I'm happy to give more context on this. Some people don't put all their information needs into a single query. For example, instead of searching for [iphone wikipedia] to find the iPhone page on Wikipedia, they'll do one search for [iphone] and then their next search will be [wikipedia].
Google tries to help with those sorts of search sessions. For 0.3% of queries, if we see a search for a query A and then another search for query B, and there appear to be good results related to both A and B, then we may surface those results.
For example, I just did the search [iphone] and then the search [wikipedia]. In addition to the regular results for Wikipedia, Google also surfaces the page http://en.wikipedia.org/wiki/IPhone . A good way to see that Google is doing this is to look for a phrase like "You recently searched for iphone" under the newly-surfaced results. Go ahead and try it with the search [twilight] and then the search [wikipedia] for example.

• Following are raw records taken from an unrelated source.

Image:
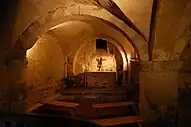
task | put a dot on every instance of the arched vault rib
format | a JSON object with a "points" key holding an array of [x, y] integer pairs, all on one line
{"points": [[58, 16], [110, 40]]}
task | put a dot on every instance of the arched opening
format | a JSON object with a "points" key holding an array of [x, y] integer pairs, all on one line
{"points": [[70, 47]]}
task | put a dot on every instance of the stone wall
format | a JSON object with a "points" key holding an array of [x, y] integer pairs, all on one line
{"points": [[185, 72], [44, 70]]}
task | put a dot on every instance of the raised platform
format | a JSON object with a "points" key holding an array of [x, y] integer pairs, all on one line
{"points": [[92, 95]]}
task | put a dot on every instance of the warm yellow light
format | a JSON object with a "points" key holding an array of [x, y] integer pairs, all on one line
{"points": [[29, 52], [129, 57], [124, 60]]}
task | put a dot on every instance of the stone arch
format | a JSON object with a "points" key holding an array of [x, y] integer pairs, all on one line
{"points": [[112, 41], [41, 25], [181, 42]]}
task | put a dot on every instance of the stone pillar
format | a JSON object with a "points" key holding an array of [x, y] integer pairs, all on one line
{"points": [[17, 85], [3, 86], [159, 90]]}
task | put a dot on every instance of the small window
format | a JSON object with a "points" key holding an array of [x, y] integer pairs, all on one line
{"points": [[101, 44]]}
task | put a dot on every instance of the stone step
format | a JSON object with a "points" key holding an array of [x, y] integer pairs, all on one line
{"points": [[91, 98], [93, 92]]}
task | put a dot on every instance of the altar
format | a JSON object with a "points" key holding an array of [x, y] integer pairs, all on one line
{"points": [[100, 79]]}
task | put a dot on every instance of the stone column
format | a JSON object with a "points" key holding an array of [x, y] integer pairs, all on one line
{"points": [[159, 90], [17, 85]]}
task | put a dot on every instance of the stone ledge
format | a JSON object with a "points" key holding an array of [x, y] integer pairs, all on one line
{"points": [[160, 66]]}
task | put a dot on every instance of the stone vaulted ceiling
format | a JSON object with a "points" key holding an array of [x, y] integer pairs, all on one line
{"points": [[35, 17]]}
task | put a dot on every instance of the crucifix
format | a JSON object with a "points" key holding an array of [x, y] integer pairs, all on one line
{"points": [[99, 63]]}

Between Gabriel's article and the WSJ article, words that are reported to provide this behavior include iphone, nexus, obama (but not romney, because there wasn't enough information for this word at the time the data was generated), tablet, twilight, computer, health, speech, iraq, sports, social security, and stock.
Just to reiterate, this algorithm affects 0.3% of searches on Google. Most Hacker News readers are savvy enough to search for [iphone wikipedia] instead of breaking that search into multiple queries. However, if you don't want Google to surface additional results that might help with your current query, Google has a support page telling how to turn off search history personalization: https://support.google.com/accounts/bin/answer.py?hl=en&...
When you say the algorithm affects 0.3% of searches on google do you mean you select each query with a probability of 0.003 and pass it through this algo, or this algo is used 100% of the time when query A is followed by query B and these combinations account for 0.3% of all searches. If it is the latter then the fact that Obama is a magic keyword may mean that you are biasing a very high percentage of political searches. I am sure election involving an incumbent is an edge case which is very difficult to account for, but now that we know of this I hope google will try to correct the results to remove these specific accidental biases in the future.
The solution for most of these sorts of things is just to refresh the data more quickly. Lots of queries, particularly head queries, are pretty stable in their characteristics over time. For a system that isn't absolutely critical to getting the query correct it's perniciously seductive to think that you can just push out the data once, then refresh it every quarter or so.
We used to have a problem with spelling where some news event would make a person with an uncommon name famous, but google would mistakenly correct it to a more common but incorrect name just because the spelling system hadn't ever seen this person's name before. We've fixed that issue and many other freshness related things: http://googleblog.blogspot.com/2011/11/giving-you-fresher-mo... but this is an ongoing area of focus throughout a lot of our systems.
It's an interesting problem because for many things recomputing the data faster will only fix a handful of queries, so from a raw impact standpoint hardly seems worth it. However those queries end up being ones that are in the news and related to things that people care a lot about.
I get what you're saying, but I would absolutely love a completely plain version of Google, where I didn't have to opt-out of anything ever again. Yes, sometimes it might be nice to get results that are in my neighbourhood or relevant to my interest, but sometimes I wish I could get what Google thinks is the globally most interesting response. Iterating and expanding on the query actually lets me learn about the subject.
What you're saying, though, is that Google is making an inference. DuckDuckGo does not want to infer anything and I tend to agree.
Also, why aren't all of the inserted links highlighted with the, "you recently search for" line?
Why wouldn't Romney be a magic keyword?
I appreciate your explanation but it doesn't really explain anything.
I don't work for Google or have any inside informatgion, but I guess "magic keywords" become such after a certain (very large) threshold. Obama, being the president of the United States for four years, has probably crossed that threshold long ago, but it only became a political issue since the election process began.